New Delhi [India], November 5 (HBTV): Prime Minister Narendra Modi on Tuesday met with the head of the Syro-Malabar Church, Major Archbishop His Beatitude Most Rev. Mar Raphael Thattil, His Grace Archbishop Dr. Kuriakose Bharanikulangara, and other members of the clergy.
The Prime Minister shared details of the meeting on X, stating, ‘Had a wonderful interaction with the head of the Syro-Malabar Church, Major Archbishop His Beatitude Most Rev. Mar Raphael Thattil, His Grace Archbishop Dr. Kuriakose Bharanikulangara and others.’
The Syro-Malabar Church, along with other Churches of the St. Thomas tradition in India, traces its origin to St. Thomas, the apostle of India, who evangelised the country between 42 and 72 AD during his missionary journeys.
Following the visit of Pantenus, an Alexandrian scholar, in 189 AD, Indian Christians began maintaining contact with the Church of the East in the Persian Empire and receiving bishops appointed by the Seleucian or Chaldean Patriarch throughout the medieval period. In the seventh century, the Indian Church was granted metropolitan status, signifying the recognition of its autonomy.
From that period onward, the community of St. Thomas Christians maintained loyalty to the Persian Church. In the modern era, from the 16th to the 19th century, the St.

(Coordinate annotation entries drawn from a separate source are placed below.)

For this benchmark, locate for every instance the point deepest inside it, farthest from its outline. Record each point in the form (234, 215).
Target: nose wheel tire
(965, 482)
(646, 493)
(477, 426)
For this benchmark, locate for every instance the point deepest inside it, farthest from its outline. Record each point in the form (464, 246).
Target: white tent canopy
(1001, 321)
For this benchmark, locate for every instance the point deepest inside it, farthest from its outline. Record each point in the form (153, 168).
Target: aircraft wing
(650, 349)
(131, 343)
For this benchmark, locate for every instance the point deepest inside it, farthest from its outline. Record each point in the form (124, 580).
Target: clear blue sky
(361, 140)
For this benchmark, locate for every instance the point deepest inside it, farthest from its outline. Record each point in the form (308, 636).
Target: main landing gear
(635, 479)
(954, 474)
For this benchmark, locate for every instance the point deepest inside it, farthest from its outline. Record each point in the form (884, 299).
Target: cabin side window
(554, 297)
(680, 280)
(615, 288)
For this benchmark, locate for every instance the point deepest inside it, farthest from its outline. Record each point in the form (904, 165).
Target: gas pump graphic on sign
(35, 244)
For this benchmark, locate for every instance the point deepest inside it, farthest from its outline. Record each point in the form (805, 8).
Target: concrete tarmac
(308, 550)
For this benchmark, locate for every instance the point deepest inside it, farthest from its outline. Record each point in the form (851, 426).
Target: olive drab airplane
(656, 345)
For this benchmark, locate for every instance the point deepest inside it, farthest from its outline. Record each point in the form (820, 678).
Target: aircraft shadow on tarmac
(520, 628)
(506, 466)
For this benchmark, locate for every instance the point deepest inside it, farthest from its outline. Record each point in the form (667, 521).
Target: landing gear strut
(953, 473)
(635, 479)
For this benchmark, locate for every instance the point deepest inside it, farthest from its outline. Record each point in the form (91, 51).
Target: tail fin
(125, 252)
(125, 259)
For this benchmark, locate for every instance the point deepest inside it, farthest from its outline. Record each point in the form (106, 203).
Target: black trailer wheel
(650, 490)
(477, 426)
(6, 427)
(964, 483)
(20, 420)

Thomas Christians came under the Portuguese Padroado and Roman Propaganda Fide jurisdictions. During this time, the Church underwent major changes, especially following the Synod of Diamper in 1599, which affected its oriental traditions, Syriac liturgy, and Indian customs.
The subsequent Coonan Cross Oath of 1653, taken in resistance to Portuguese ecclesiastical authority, resulted in divisions among the St. Thomas Christians. Those who remained loyal to the Roman Catholic Church came to be known as the Syro-Malabar Church, while others aligned with the Antiochean jurisdiction in the 19th century. In 1930, a small faction of the Orthodox Syrian Malankara Church joined the Catholic Church, forming the Syro-Malankara Church.